🤖 AI Summary
This work addresses the challenge in constrained reinforcement learning where balancing reward maximization and safety is hindered by sharp minima in value functions—leading to poor generalization—and inadequate modeling of heavy-tailed risk. To overcome these limitations, the authors propose a co-optimization framework that enhances critic diversity via adaptive stochastic gradient Langevin dynamics, models the full cost distribution using implicit quantile networks to optimize Conditional Value-at-Risk (CVaR), and dynamically adjusts constraint tightness through a CVaR-based reactive Lagrangian relaxation mechanism. Evaluated on the Safety-Gymnasium benchmark, the method achieves the lowest cost in 7 out of 10 tasks, reduces costs by 19%–63% in speed-oriented tasks, and maintains competitive return performance.
📝 Abstract
Balancing reward and safety in constrained reinforcement learning remains challenging due to poor generalization from sharp value minima and inadequate handling of heavy-tailed risk distribution.

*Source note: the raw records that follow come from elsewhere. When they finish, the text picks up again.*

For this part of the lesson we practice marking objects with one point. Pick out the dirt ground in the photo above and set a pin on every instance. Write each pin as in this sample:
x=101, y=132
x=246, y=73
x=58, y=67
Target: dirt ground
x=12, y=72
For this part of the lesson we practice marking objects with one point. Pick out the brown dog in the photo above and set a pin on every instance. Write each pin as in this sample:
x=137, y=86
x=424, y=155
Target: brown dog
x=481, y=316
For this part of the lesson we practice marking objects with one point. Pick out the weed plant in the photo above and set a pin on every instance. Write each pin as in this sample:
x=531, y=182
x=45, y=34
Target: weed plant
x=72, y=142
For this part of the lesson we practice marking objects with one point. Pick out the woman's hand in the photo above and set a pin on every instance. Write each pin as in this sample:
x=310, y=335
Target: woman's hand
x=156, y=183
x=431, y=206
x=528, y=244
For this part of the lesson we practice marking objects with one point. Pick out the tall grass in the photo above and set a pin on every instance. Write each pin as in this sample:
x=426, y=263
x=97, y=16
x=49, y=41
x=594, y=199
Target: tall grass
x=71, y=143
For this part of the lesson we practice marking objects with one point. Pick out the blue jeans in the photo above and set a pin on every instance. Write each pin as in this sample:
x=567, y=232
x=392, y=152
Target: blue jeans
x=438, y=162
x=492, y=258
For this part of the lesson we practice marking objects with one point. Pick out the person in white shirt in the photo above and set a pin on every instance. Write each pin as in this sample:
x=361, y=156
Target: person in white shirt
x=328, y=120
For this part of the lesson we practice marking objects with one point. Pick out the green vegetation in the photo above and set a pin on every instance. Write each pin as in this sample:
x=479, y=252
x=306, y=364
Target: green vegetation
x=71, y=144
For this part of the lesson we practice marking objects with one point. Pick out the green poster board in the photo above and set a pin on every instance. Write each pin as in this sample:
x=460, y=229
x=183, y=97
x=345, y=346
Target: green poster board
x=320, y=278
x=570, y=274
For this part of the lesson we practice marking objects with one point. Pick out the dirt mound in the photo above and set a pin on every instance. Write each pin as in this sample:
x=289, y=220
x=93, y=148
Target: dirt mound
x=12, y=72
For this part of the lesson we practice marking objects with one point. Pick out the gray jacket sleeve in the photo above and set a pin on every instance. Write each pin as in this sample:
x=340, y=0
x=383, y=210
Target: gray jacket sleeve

We introduce Safe Langevin Soft Actor-Critic (SL-SAC), a principled algorithm that addresses both issues through parameter-space exploration and distributional risk control. Our approach combines three key mechanisms: (1) Adaptive Stochastic Gradient Langevin Dynamics (aSGLD) for reward critics, promoting ensemble diversity and escape from poor optima; (2) distributional cost estimation via Implicit Quantile Networks (IQN) with Conditional Value-at-Risk (CVaR) optimization for tail-risk mitigation; and (3) a reactive Lagrangian relaxation scheme that adapts constraint enforcement based on the empirical CVaR of episodic costs. We provide theoretical guarantees on CVaR estimation error and demonstrate that CVaR-based Lagrange updates yield stronger constraint violation signals than expected-cost updates. On Safety-Gymnasium benchmarks, SL-SAC achieves the lowest cost in 7 out of 10 tasks while maintaining competitive returns, with cost reductions of 19-63% in velocity tasks compared to state-of-the-art baselines.